In that case we're looking for a government surplus to be matched by either consumer borrowing or by business spending on investment.

Now, again, let's deal with the easy one — business spending. This would be on investment of course; we can't imagine they're going to start a free for all in pay rises for anyone but bosses. But as we know, whilst they're laden high with cash (which right now they lend, in practice, to the government) they appear to have no intention of spending that and worse still appear clueless as to what they might spend it on. There is no hope of them creating a deficit on their budget right now a their reticence to spend appears solidly inbuilt to their psyche, and so they will not create a surplus for the government any time soon.

In that case we're down to consumers to start borrowing heavily to make the government surplus happen. And you now wonder why George is creating a housing bubble? This is his only hope for creating that surplus that he desires.
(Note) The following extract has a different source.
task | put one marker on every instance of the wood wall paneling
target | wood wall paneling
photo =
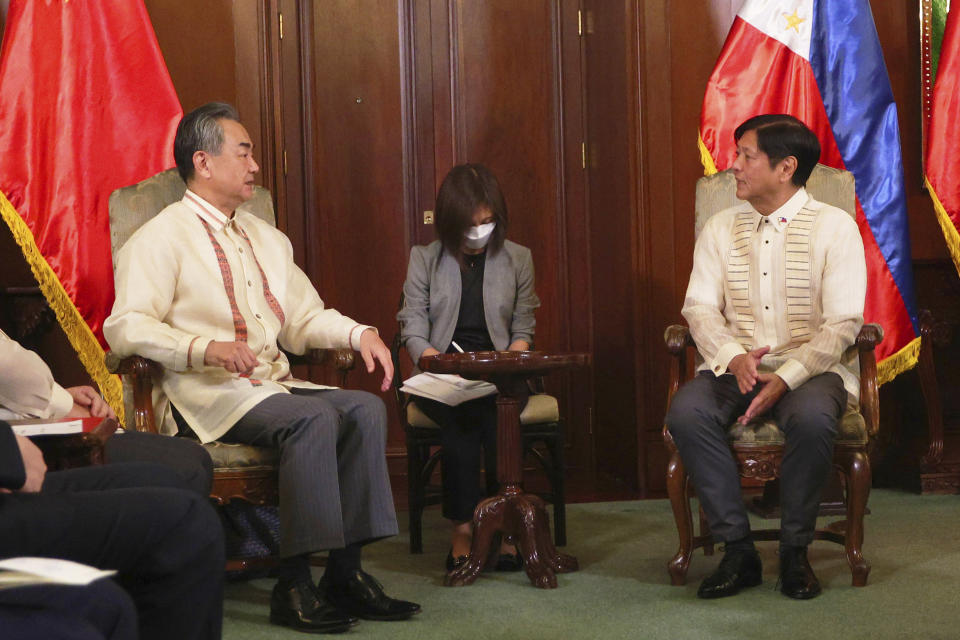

But he doesn't just need a but of a bubble, he wants us to plummet into debt. As Duncan Weldon, when at the TUC, long argued Osborne's growth plan in 2010 was predicated on consumers going into increasing household debt on the basis of their belief that a budget surplus and tax cuts would be just around the corner. Consumers had more sense: they did not believe him and so we got a recession because they saved instead of spending. Now George is back on the same band wagon — with the same tune — selling the same myth but with the added twist that this time he is literally giving the money away through subsidised mortgage lending to try to make it happen.

 

 But we all know that warnings are being given everywhere about the fact that this bubble will burst, or at the very best, be deflated gently. There is, therefor no sign of salvation on this front either. 

In that case none of the pre-conditions for a government budget surplus exist in the economy and as a consequence there is nothing it can do to create one. It can cut all it likes, but all that will do is make matters worse. People will save more as their safety net is removed. Business will invest less as one of its biggest customers - the government - indicates it is buying less and trade will still remain beyond control. So whatever cuts are imposed the budget will not balance.

The questions to ask in that case are why Labour does not know this, why it does not acknowledge it and why it is not honest about both facts with the electorate. If it was it could, of course, propose the alternative economic policy we actually need, which is that the government should invest to create the future the country and our economy needs. But because it won't be honest Labour cannot make this case and is instead stuck in a morass where failure is the only sure thing it is offering.

It's really weird that a  political party should set out to fail, but Labour is. Why is the question a lot of people should be asking.